Listened to a talk by CJ Mahaney today on Humility (Isaiah 66), my first CJ talk and I enjoyed. Also last month I read the book ‘The Enemy Within‘. Both Mahaney and Lundgaard quote Martin Lloyd-Jones’ book ‘Spiritual Depression’ and this idea of talking to yourself. In defeating sin, and specifically defeating pride (the opposite of Humility), and the fear and worries that come from the pride of being self-reliant, Lloyd-Jones offers the remedy of talking to yourself. What does that mean? I think it’s probably two things: reminding yourself of who you are in Christ, your status before God - now justified, being sanctified, awaiting glory.
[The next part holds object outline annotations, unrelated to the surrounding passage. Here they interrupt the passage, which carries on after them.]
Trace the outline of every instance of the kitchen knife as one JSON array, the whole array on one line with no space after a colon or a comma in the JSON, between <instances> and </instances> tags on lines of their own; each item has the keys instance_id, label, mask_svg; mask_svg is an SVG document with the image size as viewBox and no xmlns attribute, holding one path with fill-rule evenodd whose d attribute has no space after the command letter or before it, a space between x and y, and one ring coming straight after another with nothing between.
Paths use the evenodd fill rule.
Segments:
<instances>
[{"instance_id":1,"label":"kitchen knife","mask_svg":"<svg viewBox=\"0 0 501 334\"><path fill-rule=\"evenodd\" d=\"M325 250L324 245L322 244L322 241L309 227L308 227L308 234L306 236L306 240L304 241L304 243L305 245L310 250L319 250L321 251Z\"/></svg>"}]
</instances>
And second, reminding youself of your status before God - a creature dependant on the Creator, sons in need of a Father, sheep in need of a Shepherd. Hymn writer Joseph Scriven summed it up when he wrote:

O what peace we often forfeit, O what needless pain we bear,
All because we do not carry everything to God in prayer.

I say that we must talk to ourselves instead of allowing ‘ourselves’ to talk to us! Do you realize what that means? I suggest that the main trouble in this whole matter of spiritual depression in a sense is this, that we allow our self to talk to us instead of talking to our self. Am I just trying to be deliberately paradoxical? Far from it. This is the very essence of wisdom in this matter. Have you realised that most of your unhappiness in life is due to the fact that you are listening to yourself instead of talking to yourself? Take those thoughts that come to you the moment you wake up in the morning. You have not originated them, but they start talking to you, they bring back the problems of yesterday, etc. Somebody is talking. Who is talking to you? Your self is talking to you. Now this man’s treatment was this; instead of allowing this self to talk to him he starts talking to himself. ‘Why art thou cast down, O my soul?’ he asks. His soul had been depressing him, crushing him. So he stands up and says: ‘Self, listen for a moment, I will speak to you’. Do you know what I mean? If you do not, you have had but little experience.

The main art in the matter of spiritual living is to know how to handle yourself. You have to take yourself in hand, you have to address yourself, preach to yourself, question yourself. You must say to your soul: ‘Why art thou cast down’–what business have you to be disquieted? You must turn on yourself, upbraid yourself, condemn yourself, exhort yourself, and say to yourself: ‘Hope thou in God’–instead of muttering in this depressed, unhappy way. And then you must go on to remind yourself of God, Who God is, and what God is and what God has done, and what God has pledged Himself to do. Then having done that, end on this great note: defy yourself, and defy other people, and defy the devil and the whole world, and say with this man: ‘I shall yet praise Him for the help of His countenance, who is also the health of my countenance and my God’.